Shlomo Molcho’s handwritten signature, including his hand-drawn flag, Sefer Chayat Kaneh – Chazon Shlomo Molcho, the Gershom Scholem Collection, the National Library of Israel

Before long, Molcho heard news which made his heart sing: his old pal Reubeni was in Italy too, and wished to see him. The pair were reunited, but this time Reubeni saw what a following Molcho had garnered and took him a lot more seriously. This was a bad decision for Reubeni, as you’ll soon see.

By this time Molcho had hatched a plan to fulfil his messianic role and start saving the Jews, so with Reubeni in tow, the pair traveled to Regensburg in 1532, where the Holy Roman Emperor Charles V held court. Molcho and Reubeni were granted a private audience with the Emperor and the three of them engaged in a private conversation which lasted more than 2 hours. It would be amazing to know exactly what was said during that conversation. Unfortunately, we do not. However, there are letters from the court, found decades later, which give us an idea as to what the men discussed. These letters posit that Molcho proposed a joint Jewish-Christian army which would fight against the Emperor’s enemies and conquer the Land of Israel for the Jews. Alternatively, Josselman of Rosheim, an advocate for German and Polish Jews in the imperial court, wrote in his memoirs that Molcho hadn’t been trying to conquer the Holy Land but rather spent the meeting encouraging the Emperor to mandate that the Jews must fight against the Turks and regain their religious freedoms. A third account which appears in the Encyclopedia Britannica states that what Molcho really wanted from the Emperor was money and arms so that the crypto-Jews could stand up for themselves and fight the Ottomans.

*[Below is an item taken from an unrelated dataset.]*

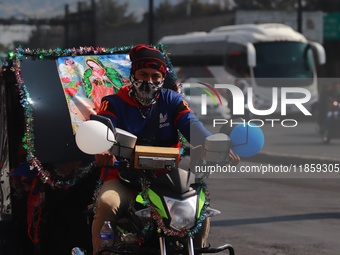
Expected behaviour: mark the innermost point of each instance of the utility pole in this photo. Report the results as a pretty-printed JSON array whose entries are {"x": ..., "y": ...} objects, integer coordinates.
[
  {"x": 151, "y": 22},
  {"x": 299, "y": 16}
]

Whatever the contents of their discussion, it seems clear that Molcho was trying to form some sort of army to fight the Turks either (or maybe both) in the Land of Israel or closer to home. Molcho assumed that since the Holy Roman Empire and the Ottomans were two of the world’s competing super-powers, the Emperor might be interested in pairing up with Molcho and the Jews to fight against their mutual enemy.

He was wrong. Charles V hated his idea so much that he labelled Molcho and Reubeni as heretics and threats to the order of power. He sentenced Molcho to a trial in Mantua, and Reubeni to imprisonment in Spain. During Molcho’s trial, he was given a choice: revert to Christianity and continue living his life as a good Catholic, or die. Molcho rejected this offer, and chose the death of a martyr. He was burned at the stake. Reubeni also died not long afterwards in prison, and many believe that he was actually poisoned while incarcerated.

Shlomo Molcho, formerly Diogo Pires, lived a life as interesting, meaningful, and confusing as they get. He fought for his beliefs all the way to the end, refusing to give up on what he always said was his path. He may not have been a Messiah, but he did at least try to stand up for the Jews. He may not have been a prophet, but he did gain the respect of some of the leading Jewish figures of his time. He may not have been a scholar, but his books are still widely circulated and read. His life may have been an enigma, but we can still see him for the determined, ambitious man that he was, and know that he undoubtably left his own unique, albeit somewhat bizarre, mark on Jewish history.